It has four intensity levels:

Lite - Removes filler, keeps professional grammar. Good starting point if caveman-speak feels too weird at first
Full - The default. Fragments, no articles, maximum compression. This is what I run daily
Ultra - Telegraphic style. Abbreviations. Extreme terseness. Use this for rapid-fire debugging sessions
Wenyan - Classical Chinese literary compression. Experimental but fascinating for extreme efficiency

You activate it by typing /caveman or just saying "talk like caveman" or "less tokens please." It stays on until you say "stop caveman" or "normal mode."

💡 Tip

Start with Full mode. You'll be surprised how readable it actually is when you're scanning code explanations. Your code stays pristine - only the surrounding text compresses. After a day or two, normal Claude responses start feeling bloated.

Why You Should Write Like This Too

Here's the part most people miss: Caveman Mode only compresses Claude's output. Your input tokens still cost the same.

If you're writing prompts like "Hey Claude, could you please take a look at this function and let me know if there's anything wrong with the way I'm handling the authentication flow?" - that's 30+ input tokens when "why does auth fail on line 23?" does the same job in 8.

Train yourself to write shorter prompts:

Before: "Can you help me understand why this component re-renders every time I change the input field?"
After: "Why does this re-render on every keystroke?"

Before: "I'd like you to review my database schema and suggest improvements for performance"
After: "Review schema. Suggest perf improvements."

The tokens you save on input add up fast - especially when you're sending dozens of messages per session.

Mistake 2: Not Using CLAUDE.md

Every time you start a new session without a CLAUDE.md file, you're re-explaining your project from scratch. Claude reads your entire prompt, generates a response based on zero project context, and you spend 3-4 messages just getting it up to speed.

Those messages cost tokens. Every single session.

The Fix

Create a CLAUDE.md file in your project root. Claude reads it automatically at the start of every session.

Include:

Tech stack - frameworks, languages, versions
Project structure - where things live
Coding conventions - naming, patterns, style rules
What NOT to do - common mistakes Claude makes in your codebase
Build/test commands - so Claude can verify its own work

markdown

# CLAUDE.md
- Stack: Next.js 16, TypeScript, Tailwind v4, Prisma
- All components in src/components/, pages in src/app/
- Use named exports, not default exports
- Never add comments to code unless logic is non-obvious
- Run "npm run typecheck" before considering any task done
- Tests live next to the file they test: foo.ts -> foo.test.ts
- API routes use zod validation on all inputs

🎯 Result

Zero re-explaining. Fewer correction rounds. Claude gets it right on the first try more often, which means fewer back-and-forth messages, which means fewer tokens.

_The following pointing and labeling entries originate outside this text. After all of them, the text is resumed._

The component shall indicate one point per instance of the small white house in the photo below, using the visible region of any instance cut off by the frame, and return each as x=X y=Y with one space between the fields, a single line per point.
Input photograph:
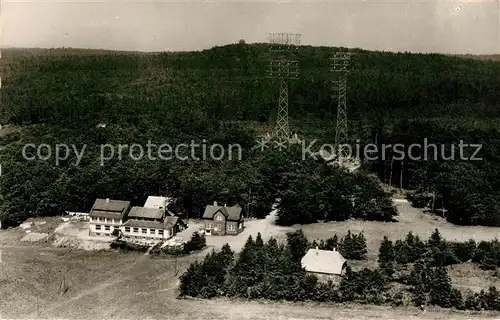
x=325 y=264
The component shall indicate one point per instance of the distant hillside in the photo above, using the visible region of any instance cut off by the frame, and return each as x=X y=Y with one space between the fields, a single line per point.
x=221 y=95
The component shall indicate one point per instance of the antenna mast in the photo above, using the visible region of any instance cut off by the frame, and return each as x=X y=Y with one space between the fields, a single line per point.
x=283 y=67
x=341 y=62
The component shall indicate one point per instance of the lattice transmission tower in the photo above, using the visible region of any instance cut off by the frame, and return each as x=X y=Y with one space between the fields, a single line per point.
x=283 y=66
x=341 y=62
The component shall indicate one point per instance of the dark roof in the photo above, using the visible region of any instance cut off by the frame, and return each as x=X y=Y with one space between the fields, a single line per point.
x=166 y=224
x=110 y=209
x=141 y=212
x=231 y=213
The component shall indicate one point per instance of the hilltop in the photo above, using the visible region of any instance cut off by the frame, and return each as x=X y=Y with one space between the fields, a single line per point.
x=222 y=95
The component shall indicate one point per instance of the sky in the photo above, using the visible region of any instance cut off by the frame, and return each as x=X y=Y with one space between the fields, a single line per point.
x=455 y=27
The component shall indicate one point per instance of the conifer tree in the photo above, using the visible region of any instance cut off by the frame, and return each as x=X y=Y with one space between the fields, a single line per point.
x=332 y=243
x=493 y=298
x=441 y=291
x=436 y=240
x=386 y=257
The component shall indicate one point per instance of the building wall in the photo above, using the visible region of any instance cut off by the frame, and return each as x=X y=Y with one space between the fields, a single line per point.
x=322 y=277
x=102 y=228
x=232 y=227
x=146 y=233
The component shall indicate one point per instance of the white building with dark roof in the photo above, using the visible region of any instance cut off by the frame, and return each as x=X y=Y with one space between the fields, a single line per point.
x=325 y=264
x=223 y=220
x=151 y=224
x=135 y=223
x=107 y=215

Pro tip: Nest your CLAUDE.md files

You can have a root-level CLAUDE.md for the whole project AND sub-directory CLAUDE.md files for specific areas. Claude picks up whichever is closest to the file it's working on:

project/
  CLAUDE.md              # global rules
  src/api/CLAUDE.md      # API-specific conventions
  src/components/CLAUDE.md  # component patterns

Mistake 3: Pasting Entire Files

"Here's my 500-line file, the bug is somewhere in here."

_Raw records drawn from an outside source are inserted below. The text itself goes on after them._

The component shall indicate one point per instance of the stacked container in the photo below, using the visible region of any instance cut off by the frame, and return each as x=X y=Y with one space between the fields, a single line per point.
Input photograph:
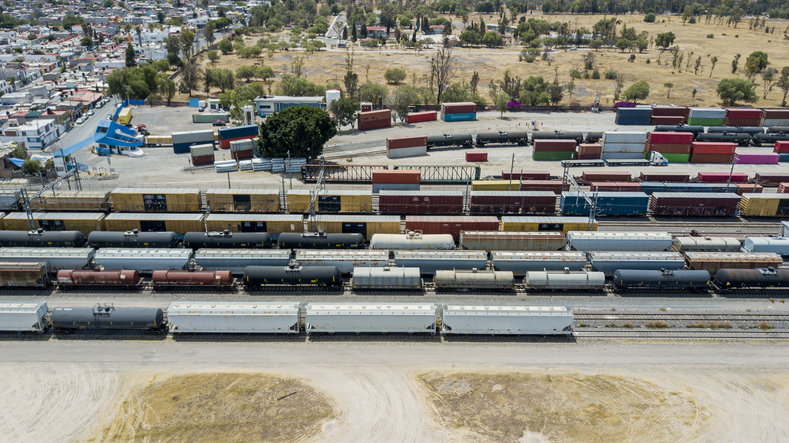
x=202 y=154
x=743 y=117
x=712 y=152
x=634 y=116
x=227 y=135
x=459 y=112
x=706 y=116
x=669 y=115
x=375 y=119
x=401 y=147
x=673 y=146
x=554 y=149
x=623 y=145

Claude will read all 500 lines. Process all 500 lines. Reason about all 500 lines. You just paid for 500 lines of input tokens when the bug was on line 47.

The Fix

Be surgical. Paste only what's relevant:

The function that's breaking
The error message
The 10-20 lines of surrounding context

If you're not sure where the bug is, tell Claude to read the file itself using its tools rather than pasting it inline. Tool-based file reading is more token-efficient than dumping everything into the prompt.

💡 Tip

Get in the habit of saying "read src/auth/middleware.ts and find the bug" instead of copy-pasting the file contents. Claude's Read tool is smarter about only pulling what it needs.

Mistake 4: Asking Claude to Explain What You Already Know

"Explain this code to me" when you actually just want to know why line 23 throws an error.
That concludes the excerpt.